Seifer scowled. “No, that’s not what this is.” What he felt for Leonhart was real. When he was around him he felt content, albeit he was also in a state of constant arousal. Ultimecia’s mind games had never felt like this. There would have been a distinct sense of wrongness, an unnatural pull inside his head and whispering voices that weren’t his own telling him what to do.
“We can’t know for sure,” Squall admonished.
“I know what I feel,” Seifer said, more sternly this time.
“We can’t rule it out.” As heartfelt as Squall’s confession had been, it was undermined by the ugly reality of para-magic. They didn’t know how the spell worked. They couldn’t be certain that it hadn’t affected their decisions from the very beginning.
Seifer balked at the notion that his feelings weren’t his own. Twining their hands together, he pinned Leonhart to the bed and hovered over him. “I know what her spells were like. I’ve felt her magic in my head, the persuasion of it. This is different. This is real.”
“Okay,” Squall said, flexing his fingers around Seifer’s. He’d take Seifer at his word. Drawing his legs up, he hugged Seifer’s waist with his thighs.
When Leonhart’s taut body arched up and rubbed against him, Seifer groaned his regret and released his hands. “I’m gonna need a pillow wall.”
Regretting the loss of contact, Seifer broke away from the delicious heat of Leonhart’s body. After mistaking the walk in closet for the bathroom, he found what he was looking for and returned with a wet cloth. He stripped out of his boxers and forced his eyes away when Leonhart arched off the bed to slide out of his own cum stained undergarment.
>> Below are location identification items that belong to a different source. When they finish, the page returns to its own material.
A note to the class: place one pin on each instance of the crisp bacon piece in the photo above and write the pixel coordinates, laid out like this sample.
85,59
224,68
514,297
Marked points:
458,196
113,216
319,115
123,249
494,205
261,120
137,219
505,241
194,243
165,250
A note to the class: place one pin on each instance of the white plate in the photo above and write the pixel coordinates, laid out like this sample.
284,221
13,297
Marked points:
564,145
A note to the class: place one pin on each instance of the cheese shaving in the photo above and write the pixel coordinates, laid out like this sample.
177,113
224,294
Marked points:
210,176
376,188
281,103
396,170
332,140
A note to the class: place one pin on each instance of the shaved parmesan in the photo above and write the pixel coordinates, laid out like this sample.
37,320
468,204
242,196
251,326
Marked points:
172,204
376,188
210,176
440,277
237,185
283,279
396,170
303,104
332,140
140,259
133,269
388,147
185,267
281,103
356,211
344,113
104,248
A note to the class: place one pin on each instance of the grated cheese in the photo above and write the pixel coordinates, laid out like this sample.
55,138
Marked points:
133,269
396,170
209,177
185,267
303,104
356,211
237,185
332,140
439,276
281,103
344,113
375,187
Lying naked together was the ultimate test of wills. Seifer ended up wedging a pillow between his cock and Leonhart’s luscious ass. Better safe than sorry. After drawing the blanket over them, he spooned behind the smaller man and trapped him securely with his arms.
“Will you sleep?” Seifer asked.
“No.” Squall was too nervous about his impending appointment. A sliver of doubt curled around the edges of his mind. He realized with startling clarity that he couldn’t trust his feelings for Seifer. There was nothing warm and fuzzy about his love for the man. The possibility that none of this was real terrified him. What if everything he felt disappeared the instant Rinoa neutralized the para-magic?
“This is real,” Seifer said. He pressed a kiss to Leonhart’s bare shoulder. “It has to be.”
Squall responded by shifting deeper into Seifer’s embrace.
TBC…
==Author’s note==
Mean author is mean.
It’s been a year, give or take a few days, since my last update. I do have a lot written for the next chapter, which will hopefully be the final chapter if it works out the way I want it to. But, as you probably know from my other empty promises, I could have 99% of the next chapter written and still find stuff to edit for another year. I’m crap at meeting the deadlines I set myself, but I’m aiming to finish this monster epic before June. *crosses fingers *
The love confessions came kind of easy considering how resistant these boys were the whole time. But I’ve always imagined that their ignorance was never willful, so once they realized the truth they would man up and confess. IDK.
Sorry for errors. I never did bother seeking a beta. Volunteers are welcome, btw. No need to overhaul the whole story if you just want to clean up this chapter and maybe check the next one when it’s ready.